Jason Windsor, who became CEO in September, described the rebranding decision as “one of the easiest” he had ever made. He confirmed that the change would cost virtually nothing, with no external consultants hired and minimal expenses for altering building signage and stationery. Despite this, Windsor emphasised that the name change signalled a renewed focus on achieving ambitious growth targets for the company.
Shares in the firm surged 11 per cent to 180p following the announcement, reaching their highest level in over a year. Investors showed confidence in Windsor’s strategy, which includes an 8 per cent annual growth target for Aberdeen’s Interactive Investor platform and a return to £1 billion annual inflows in its business for financial advisers, after years of outflows.
The old Abrdn branding, which aimed to reflect a “modern, agile, digitally enabled” image, will still remain visible on some subsidiary companies and funds. Windsor made it clear that the company is not looking to erase Abrdn entirely but hopes to “market the hell out of” the Aberdeen name going forward.
Aberdeen also plans to leverage recent reforms allowing businesses to extract surpluses from traditional pension schemes. This year, the company intends to access £35 million annually from the surplus of its defined benefit pension fund, estimated at £800 million on liabilities of £2.5 billion. Windsor reassured that the move posed “absolutely no risk” to pension holders, with trustees firmly in agreement.

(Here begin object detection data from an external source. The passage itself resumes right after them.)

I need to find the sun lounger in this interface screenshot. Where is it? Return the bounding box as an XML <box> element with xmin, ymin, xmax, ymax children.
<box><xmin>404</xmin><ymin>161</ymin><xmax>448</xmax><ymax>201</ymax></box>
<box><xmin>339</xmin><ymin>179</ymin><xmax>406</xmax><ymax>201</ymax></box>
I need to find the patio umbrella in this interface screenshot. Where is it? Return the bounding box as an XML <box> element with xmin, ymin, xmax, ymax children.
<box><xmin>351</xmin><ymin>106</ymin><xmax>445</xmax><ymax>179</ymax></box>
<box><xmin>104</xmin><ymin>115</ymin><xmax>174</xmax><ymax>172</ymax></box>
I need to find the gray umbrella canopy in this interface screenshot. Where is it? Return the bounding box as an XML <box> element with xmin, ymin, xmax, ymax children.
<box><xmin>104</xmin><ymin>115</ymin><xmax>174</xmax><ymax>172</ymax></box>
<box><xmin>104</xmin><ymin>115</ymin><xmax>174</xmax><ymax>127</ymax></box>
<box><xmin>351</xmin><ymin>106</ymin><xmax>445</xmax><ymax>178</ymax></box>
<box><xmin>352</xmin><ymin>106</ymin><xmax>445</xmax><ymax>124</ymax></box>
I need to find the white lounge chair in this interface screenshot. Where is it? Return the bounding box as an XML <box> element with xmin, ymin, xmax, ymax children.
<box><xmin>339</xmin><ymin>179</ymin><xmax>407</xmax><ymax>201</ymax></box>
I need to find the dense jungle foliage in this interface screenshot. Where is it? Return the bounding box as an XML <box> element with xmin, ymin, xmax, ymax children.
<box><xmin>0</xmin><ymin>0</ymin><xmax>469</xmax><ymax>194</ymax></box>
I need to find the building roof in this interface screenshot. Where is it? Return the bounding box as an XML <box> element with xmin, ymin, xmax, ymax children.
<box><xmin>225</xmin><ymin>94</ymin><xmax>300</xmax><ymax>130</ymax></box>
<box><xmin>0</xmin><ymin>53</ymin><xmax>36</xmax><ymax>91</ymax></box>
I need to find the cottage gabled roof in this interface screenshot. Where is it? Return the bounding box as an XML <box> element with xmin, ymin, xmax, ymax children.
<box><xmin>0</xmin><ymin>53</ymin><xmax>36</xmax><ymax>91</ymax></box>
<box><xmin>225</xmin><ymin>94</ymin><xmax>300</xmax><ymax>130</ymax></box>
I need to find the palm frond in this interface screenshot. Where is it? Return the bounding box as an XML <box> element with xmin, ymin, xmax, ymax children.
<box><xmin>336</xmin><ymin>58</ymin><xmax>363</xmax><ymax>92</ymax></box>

The adjustment will enable Aberdeen to fund its defined contribution pension scheme while freeing up additional cash for other purposes, including potential dividend payments. While pension fund reforms are divisive, Windsor characterised this cash extraction as unlocking “excess surplus” without significantly depleting reserves.
As the company rolls out its new identity, the leadership hopes the rebranding will foster confidence in its vision for growth while maintaining strong footing in its key markets.